After words.

My husband was the protagonist in “Dementia isn’t funny.” He was also the reason there were so many laughs throughout our near 40 year marriage; in fact, he taught me how to laugh.

During these now seven months since Peter’s passing, I’ve filed laughable moments in my mind to remember to tell him when I visit…

    …There was message from a medical equipment supplier four weeks after his death that a hospital bed would be delivered to his room that day…

  …In October, I found a package on the doorstep with the special shoes for diabetics that I’d ordered in July…

    …One day I had a call from the facility where he’d lived. A possible carer had been found at last. Did I want to interview her?

  If he were here and if I could tell him face to face, he would grumble, “Too little, too late.” Bittersweet, but we would’ve laughed nevertheless.

Peter would have loved the Celebration of Life we hosted. It was a spectacular late September day. Friends old and new gathered to raise a toast and share stories. Several of his General Electric colleagues mentioned pranks I’d certainly never heard before! We laughed through tears.

I’ve put off writing this final post while mulling over whether to start a new blog. A number of readers have prodded me to continue, but I question myself. Am I up for it mentally? Do I really have anything left to say? What’s my angle? My thoughts are erratic, as random as butterflies in a patch of goldenrod. Even though I haven’t yet answered my questions nor calmed those butterflies, I do intend to carry on.

Header photo: Sunset on the Sea of Cortez, Baja California, Mexico, 2006

 

26 thoughts on “After words.

  1. Judith,
    I hope you will continue. Your words have brought me comfort, laughter and friendship.
    Anne

  2. Please do continue your writing. It’s good for you and good for those of us who care about you.

  3. I do hope you continue to write. I’m just now on the caregiving path in caring for my husband who has Alzheimer’s. He’s currently at the middle stage and I’m still learning the ins and outs of this disease. Blessings to you and again, I hope you continue to write. I’ve found writing a big help to my emotional health and well-being.

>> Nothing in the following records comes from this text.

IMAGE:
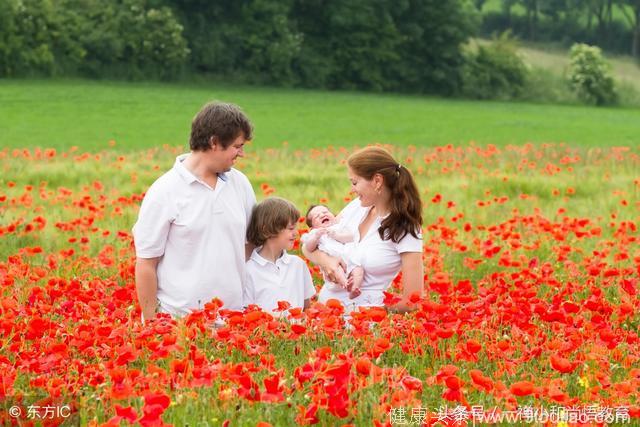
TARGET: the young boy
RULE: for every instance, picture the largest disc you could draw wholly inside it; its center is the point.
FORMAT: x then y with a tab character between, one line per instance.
273	274
327	235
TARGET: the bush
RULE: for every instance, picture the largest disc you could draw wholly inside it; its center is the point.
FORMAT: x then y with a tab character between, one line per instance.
123	38
495	71
590	75
544	85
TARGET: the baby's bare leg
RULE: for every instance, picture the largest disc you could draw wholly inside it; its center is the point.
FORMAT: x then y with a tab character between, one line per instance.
357	277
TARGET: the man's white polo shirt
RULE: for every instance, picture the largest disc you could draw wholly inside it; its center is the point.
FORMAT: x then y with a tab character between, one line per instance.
200	233
288	279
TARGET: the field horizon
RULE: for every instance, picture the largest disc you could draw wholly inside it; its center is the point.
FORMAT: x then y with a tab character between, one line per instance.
94	115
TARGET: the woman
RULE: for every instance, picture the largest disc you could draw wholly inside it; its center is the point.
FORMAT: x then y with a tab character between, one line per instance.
386	220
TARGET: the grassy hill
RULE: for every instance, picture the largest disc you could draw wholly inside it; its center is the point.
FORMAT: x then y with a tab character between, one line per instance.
89	114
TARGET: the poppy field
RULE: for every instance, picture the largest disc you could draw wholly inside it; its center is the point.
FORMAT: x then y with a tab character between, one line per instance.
532	267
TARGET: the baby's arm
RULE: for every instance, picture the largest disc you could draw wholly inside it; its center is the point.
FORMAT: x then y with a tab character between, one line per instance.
342	235
313	239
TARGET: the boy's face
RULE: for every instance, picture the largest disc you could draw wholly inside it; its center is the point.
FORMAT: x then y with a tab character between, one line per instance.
321	217
286	238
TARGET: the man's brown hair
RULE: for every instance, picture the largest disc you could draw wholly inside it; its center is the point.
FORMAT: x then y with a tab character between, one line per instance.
269	218
221	121
405	216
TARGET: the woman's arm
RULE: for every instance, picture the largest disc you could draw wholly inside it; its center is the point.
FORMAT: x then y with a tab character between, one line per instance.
329	265
412	281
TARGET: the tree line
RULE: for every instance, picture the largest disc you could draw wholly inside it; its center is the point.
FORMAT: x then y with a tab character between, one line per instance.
610	24
414	46
398	45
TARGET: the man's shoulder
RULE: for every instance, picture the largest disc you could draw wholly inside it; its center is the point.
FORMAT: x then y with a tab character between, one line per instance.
234	175
167	182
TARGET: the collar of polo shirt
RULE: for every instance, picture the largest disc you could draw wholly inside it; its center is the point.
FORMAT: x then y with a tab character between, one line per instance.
285	258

  4. I’m glad you decided to continue writing. You have such a beautiful way of taking a difficult topic and making it touching to all of us who are fortunate enough to read your stories. Continue forward!!

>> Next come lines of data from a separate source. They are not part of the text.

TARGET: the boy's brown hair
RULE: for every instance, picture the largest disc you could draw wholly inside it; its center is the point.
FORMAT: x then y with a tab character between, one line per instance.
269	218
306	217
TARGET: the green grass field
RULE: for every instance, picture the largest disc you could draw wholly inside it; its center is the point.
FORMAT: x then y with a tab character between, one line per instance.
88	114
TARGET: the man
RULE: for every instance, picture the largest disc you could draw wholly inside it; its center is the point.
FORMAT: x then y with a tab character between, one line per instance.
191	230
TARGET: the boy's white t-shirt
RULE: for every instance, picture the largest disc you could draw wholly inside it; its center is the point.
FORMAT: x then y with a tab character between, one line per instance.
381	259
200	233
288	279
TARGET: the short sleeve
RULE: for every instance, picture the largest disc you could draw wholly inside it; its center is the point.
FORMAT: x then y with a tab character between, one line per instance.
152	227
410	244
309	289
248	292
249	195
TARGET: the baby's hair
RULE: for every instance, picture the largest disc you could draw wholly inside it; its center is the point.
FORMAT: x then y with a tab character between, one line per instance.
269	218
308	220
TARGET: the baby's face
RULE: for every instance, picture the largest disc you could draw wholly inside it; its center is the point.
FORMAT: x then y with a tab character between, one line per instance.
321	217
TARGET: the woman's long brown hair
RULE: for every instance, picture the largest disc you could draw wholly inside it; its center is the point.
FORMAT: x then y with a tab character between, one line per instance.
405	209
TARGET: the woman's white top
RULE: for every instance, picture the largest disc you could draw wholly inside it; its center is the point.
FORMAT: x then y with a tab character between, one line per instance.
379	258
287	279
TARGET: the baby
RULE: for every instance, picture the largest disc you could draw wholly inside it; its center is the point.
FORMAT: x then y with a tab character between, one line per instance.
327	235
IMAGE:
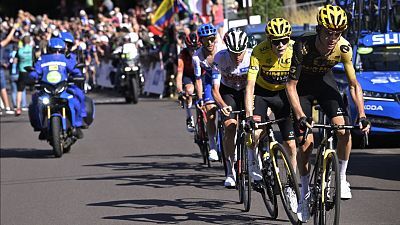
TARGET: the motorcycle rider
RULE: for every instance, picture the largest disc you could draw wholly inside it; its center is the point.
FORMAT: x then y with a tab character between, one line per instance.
69	40
55	60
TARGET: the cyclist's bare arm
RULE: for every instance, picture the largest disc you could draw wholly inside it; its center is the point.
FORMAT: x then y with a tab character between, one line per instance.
179	76
293	97
355	87
199	87
249	99
217	96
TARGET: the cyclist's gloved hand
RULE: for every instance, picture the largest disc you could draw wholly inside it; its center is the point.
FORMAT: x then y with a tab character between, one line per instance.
250	123
365	124
181	96
226	110
304	123
199	103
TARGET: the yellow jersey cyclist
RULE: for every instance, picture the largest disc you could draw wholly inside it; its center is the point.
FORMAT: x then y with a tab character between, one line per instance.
310	79
203	60
268	72
229	78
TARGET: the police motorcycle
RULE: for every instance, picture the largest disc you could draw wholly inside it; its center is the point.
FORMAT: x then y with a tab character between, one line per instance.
54	110
129	80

  5. And carry on you will!! You’re too good a writer not to and you have so much to add to the story❤️❤️

  6. Judith, I am so grateful that you have shared so many moments with us. I don’t know you, but I know one of your beautiful daughters, Carolynn, and it’s clear that she had incredible parents and a loving family. My mother had dementia and has since passed, but I want you to know that I felt it all, every time I read your blog. I thought of you and your daughters every time. You’re an incredible woman, as well as an exceptional wordsmith. Keep on keeping on. Sending hugs.